Add refine-plan annotated plan refinement workflow by ZenusZhang · Pull Request #46 · PolyArch/humanize

ZenusZhang · 2026-03-15T08:26:42Z

Summary

This PR adds the new /humanize:refine-plan workflow for turning annotated gen-plan output into a cleaned implementation plan plus a QA ledger, and includes the supporting validation, docs, skills, and regression coverage needed to ship it.

1. refine-plan Command

Adds a new /humanize:refine-plan slash command in commands/refine-plan.md for planning-only refinement of annotated plans.
Adds scripts/validate-refine-plan-io.sh to validate CLI arguments, required plan sections, CMT: / ENDCMT comment structure, in-place vs new-file writes, and QA output paths with explicit exit codes.
Adds prompt-template/plan/refine-plan-qa-template.md so each refinement run emits a structured QA ledger covering comment handling, answers, research, plan edits, remaining decisions, and metadata.
Adds the humanize-refine-plan skill in skills/humanize-refine-plan/SKILL.md and wires it into Codex/Kimi installation docs and installer scripts.
Extends gen-plan and user-facing docs so the intended flow is now gen-plan -> refine-plan -> start-rlcr-loop when a plan has reviewer annotations.
Adds broad regression coverage in tests/test-refine-plan.sh, plus supporting install/setup assertions for the new command and skill.
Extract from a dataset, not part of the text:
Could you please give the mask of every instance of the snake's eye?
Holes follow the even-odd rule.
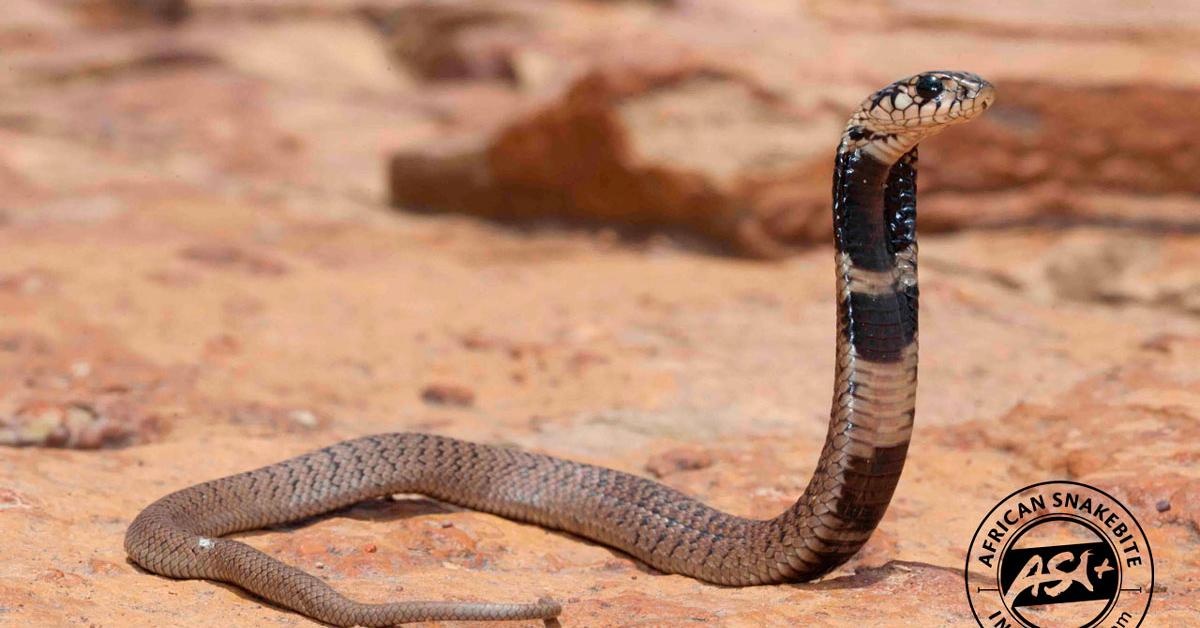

2. Other Changes In This Branch

Unifies Codex config handling across RLCR, PR loop, and ask-codex paths, removes stale reviewer-model config usage, and adds regression coverage in tests/test-unified-codex-config.sh.
Tightens hook and setup behavior around session-aware loop lookup, validator allowlists, stop-hook legacy compatibility, and agent-teams coverage.
Improves BitLesson selector and delta validation behavior, updates related notes/templates, and adds regression tests.
Updates statusline behavior to better match session-aware RLCR loop selection and refreshes README/usage documentation accordingly.
Merges the latest origin/dev plan-understanding-quiz documentation into docs/usage.md without losing the new refine-plan workflow guidance.

Validation

bash -n scripts/validate-refine-plan-io.sh
tests/test-refine-plan.sh
tests/test-unified-codex-config.sh

Implements a new planning-only command that processes annotated plans containing CMT:/ENDCMT comment blocks and produces a refined plan plus QA document. Core features: - Comment extraction with stable per-run IDs (CMT-1, CMT-2, ...) - Classification into question/change_request/research_request - Plan refinement preserving gen-plan schema structure - QA document generation with comment ledger and outcomes - Language variant support via alternative_plan_language config - Atomic write transactions for in-place mode safety Implementation includes: - scripts/validate-refine-plan-io.sh with exit codes 0-7 - commands/refine-plan.md with multi-phase workflow (592 lines) - prompt-template/plan/refine-plan-qa-template.md - skills/humanize-refine-plan/SKILL.md with user-invocable: false - tests/test-refine-plan.sh with comprehensive test coverage - Updated install scripts and documentation for all platforms - Version bump to 1.16.0 All 7 acceptance criteria met with full test coverage.

Round 1 fixes based on Codex review findings: 1. Replace grep-based CMT: counting in validate-refine-plan-io.sh with stateful awk scanner that correctly handles: - Markers inside HTML comments (ignored) - Markers inside fenced code blocks (ignored) - Empty CMT blocks (not counted as valid) - Unterminated blocks (exit code 3 with context) - Nested CMT blocks (exit code 3 with context) 2. Fix docs/install-for-kimi.md manual install path to strip user-invocable flag (matching installer behavior) and add humanize-refine-plan to uninstall section. 3. Expand tests/test-refine-plan.sh with AC-7 wiring assertions: - SKILL.md frontmatter verification - install-skill.sh wiring check - Install docs entries for claude/codex/kimi - Version parity across plugin.json/marketplace.json/README.md 4. Add regression tests for comment validation edge cases: - HTML-comment-only markers, code-fence markers, empty blocks - Unterminated and nested CMT blocks - Mixed valid/ignored/empty marker scenarios All 178 tests pass.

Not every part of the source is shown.